Most people in IT will have heard about bitcoins, and I imagine a lot of people here will have heard about them too. For the uninitiated, they are an electronic decentralised cryptocurrency, with semi-anonymous transactions, a small amount of monetary expansion (which will decrease to zero as time goes on) and absolutely no central bank that can generate them at will. These scream out as the perfect modern libertarian currency.
So why is it all going wrong?
Currently, bitcoins seem to be skyrocketing in price, from around $10 just 4 month ago to the wildly unstable $147 when I checked today. Yesterday, it was around $115.
Currently, the currencies problem is that it lacks mainstream acceptence outside of speculation, as the main place that coins are spent it seems is The Silk Road. Since the coins are increasing in price by the hour, the currency seems to be increasing due to people being unwilling to part with their coins rather than newcomers adopting them en masse.

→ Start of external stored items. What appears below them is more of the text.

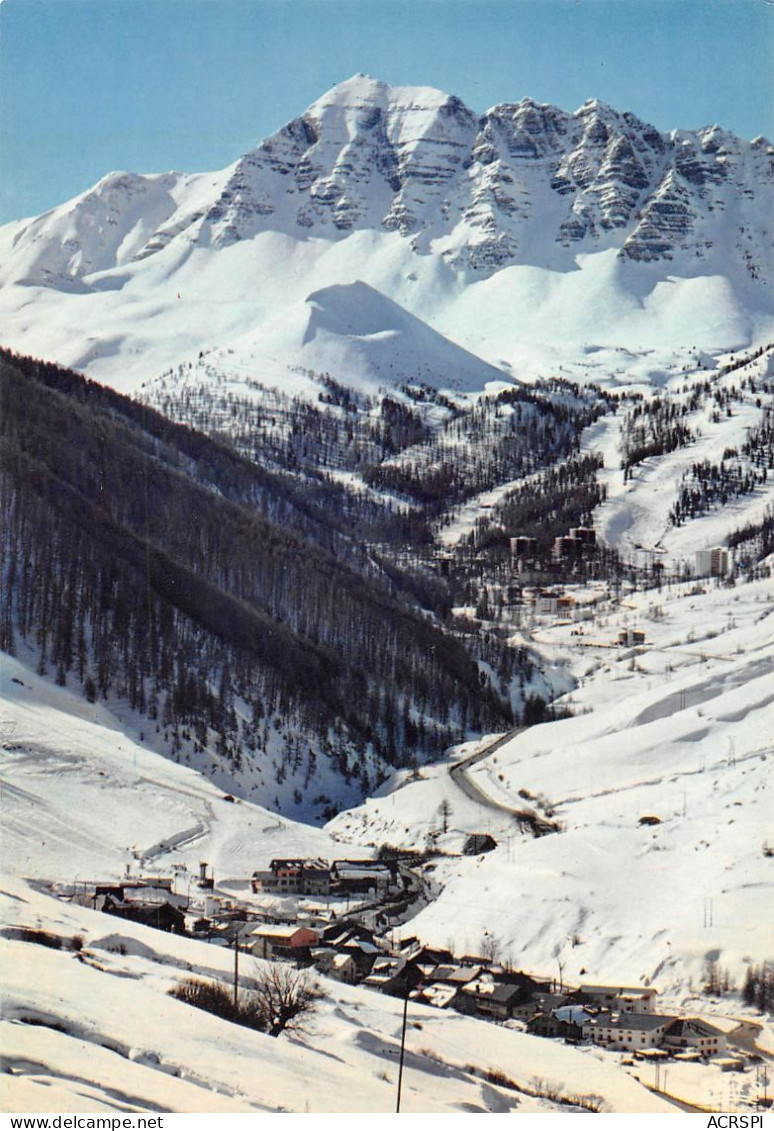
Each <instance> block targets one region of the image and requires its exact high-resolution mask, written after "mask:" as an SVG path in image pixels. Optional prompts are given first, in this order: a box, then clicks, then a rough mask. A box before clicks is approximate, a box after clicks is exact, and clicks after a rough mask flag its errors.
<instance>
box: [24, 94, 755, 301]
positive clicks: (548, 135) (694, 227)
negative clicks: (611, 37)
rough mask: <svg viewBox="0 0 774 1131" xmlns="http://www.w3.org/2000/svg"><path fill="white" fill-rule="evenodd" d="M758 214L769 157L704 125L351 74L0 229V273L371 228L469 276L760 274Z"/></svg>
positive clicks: (95, 261)
mask: <svg viewBox="0 0 774 1131" xmlns="http://www.w3.org/2000/svg"><path fill="white" fill-rule="evenodd" d="M773 211H774V148H773V147H772V145H771V144H769V143H768V141H766V140H765V139H763V138H758V139H756V140H755V141H752V143H748V141H743V140H740V139H739V138H737V137H734V136H733V135H731V133H728V132H725V131H724V130H722V129H720V128H719V127H712V128H708V129H704V130H698V131H685V130H678V131H674V132H672V133H670V135H665V133H661V132H659V130H656V129H654V127H652V126H648V124H647V123H645V122H643V121H640V120H639V119H638V118H636V116H635V115H634V114H630V113H620V112H619V111H617V110H613V109H612V107H611V106H608V105H605V104H604V103H601V102H597V101H588V102H586V103H585V104H584V105H583V106H580V109H579V110H578V111H576V112H575V113H567V112H565V111H561V110H558V109H557V107H554V106H549V105H541V104H539V103H536V102H534V101H533V100H531V98H524V100H522V101H521V102H518V103H514V104H508V103H504V104H500V105H498V106H494V107H493V109H491V110H489V111H487V113H484V114H483V115H481V116H479V115H476V114H475V113H473V112H472V111H471V110H470V109H467V107H466V106H465V105H464V104H463V103H462V102H461V101H459V100H458V98H457V97H455V96H453V95H447V94H444V93H442V92H439V90H435V89H432V88H429V87H390V86H388V85H386V84H385V83H380V81H378V80H376V79H372V78H369V77H367V76H355V77H354V78H352V79H350V80H347V81H345V83H342V84H339V85H338V86H336V87H334V88H333V89H332V90H329V92H328V93H327V94H325V95H324V96H322V97H321V98H319V100H318V101H317V102H315V103H313V104H312V105H311V106H309V109H308V110H307V111H306V112H304V113H303V114H302V115H301V116H300V118H298V119H294V120H293V121H291V122H289V123H287V124H286V126H285V127H283V129H281V130H280V131H278V132H277V133H276V135H274V136H273V137H270V138H267V139H266V140H265V141H263V143H261V144H260V145H259V146H258V147H257V148H256V149H253V150H252V152H250V153H248V154H247V155H244V156H243V157H242V158H241V159H240V161H238V162H237V163H235V164H234V165H232V166H231V167H230V169H227V170H225V171H223V172H222V173H218V174H198V175H196V176H191V175H183V174H164V175H162V176H149V178H144V176H135V175H130V174H126V173H120V174H111V175H110V176H108V178H105V179H103V181H101V182H100V184H98V185H96V187H95V189H93V190H91V191H89V192H87V193H85V195H84V196H83V197H79V198H77V200H76V201H72V202H70V205H68V206H62V208H60V209H54V210H53V211H52V213H49V214H46V215H45V216H43V217H38V218H37V219H35V221H31V222H26V223H24V224H20V225H15V227H18V232H16V233H15V242H14V249H12V252H11V254H10V257H9V258H10V260H14V261H16V260H18V265H17V267H18V269H16V271H15V273H14V267H12V264H9V265H7V266H8V270H10V271H11V273H12V274H11V277H12V278H14V279H15V280H21V282H27V283H29V282H33V283H36V284H38V285H40V284H42V285H50V286H62V285H63V284H68V285H69V287H70V288H74V287H76V288H77V287H78V286H79V285H83V283H81V280H84V279H86V278H87V277H88V276H89V275H92V274H94V273H95V271H101V270H105V269H109V268H111V267H114V266H121V265H122V264H128V262H132V261H138V260H141V259H146V258H148V257H151V256H153V254H155V253H156V252H157V251H160V250H162V249H165V248H167V247H169V244H170V243H171V242H173V241H180V242H181V247H183V248H189V249H190V248H191V247H194V248H198V247H207V248H218V247H226V245H230V244H233V243H235V242H239V241H244V240H250V239H252V238H255V236H257V235H259V234H260V233H263V232H269V231H278V232H283V233H286V234H291V235H293V236H295V238H296V239H306V238H309V236H311V238H320V239H325V240H342V239H345V238H346V236H347V235H350V234H351V233H352V232H353V231H359V230H373V231H378V232H381V233H384V232H395V233H397V234H398V235H399V236H402V238H404V239H406V240H407V241H410V243H411V248H412V249H413V250H414V251H415V252H416V253H418V254H429V253H430V254H439V256H441V257H442V258H444V260H445V261H446V262H447V264H449V265H450V266H451V267H453V268H455V269H457V270H459V271H463V273H464V274H465V275H466V276H470V277H473V278H480V277H484V276H487V275H490V274H492V273H494V271H497V270H498V269H500V268H501V267H505V266H509V265H511V264H528V265H532V266H539V267H550V268H556V267H557V266H564V267H565V268H569V267H571V266H573V264H574V261H575V257H576V256H577V254H578V253H579V252H583V253H588V252H593V251H599V250H608V249H616V250H617V251H618V253H619V256H620V257H621V259H622V260H623V261H630V262H635V264H636V262H651V264H653V262H655V261H660V260H662V261H664V264H666V262H670V264H671V262H672V261H673V260H676V259H680V260H681V270H682V274H685V275H691V274H698V273H705V274H706V273H707V271H711V270H713V269H716V270H717V271H719V273H721V267H722V273H725V271H726V270H728V268H729V264H730V262H731V264H733V262H736V264H737V266H738V267H739V269H740V271H741V273H742V277H747V278H754V279H758V280H771V278H772V274H773V273H774V252H773V250H772V247H771V241H769V242H768V245H764V244H760V243H759V242H758V243H757V244H756V243H755V241H754V240H751V239H750V231H751V230H755V228H756V226H757V227H759V226H760V217H762V216H766V215H771V214H772V213H773ZM33 244H34V247H33ZM713 249H715V250H714V252H713ZM181 253H182V252H181ZM713 253H715V254H717V257H719V260H717V264H713V262H712V259H713ZM562 257H564V258H562Z"/></svg>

So, what lessons can we learn from looking at Bitcoins; would we see the same stuff happen with a gold-backed currency like Austrian Economists advocate? Are we instead watching the currency of the future preparing to overthrow the failed currencies of the central banks? Personally I think the whole thing is a proof of concept rather than a proper currency, but its interesting to observe all the same. I feel somewhat bad for the people who are about to lose their money though.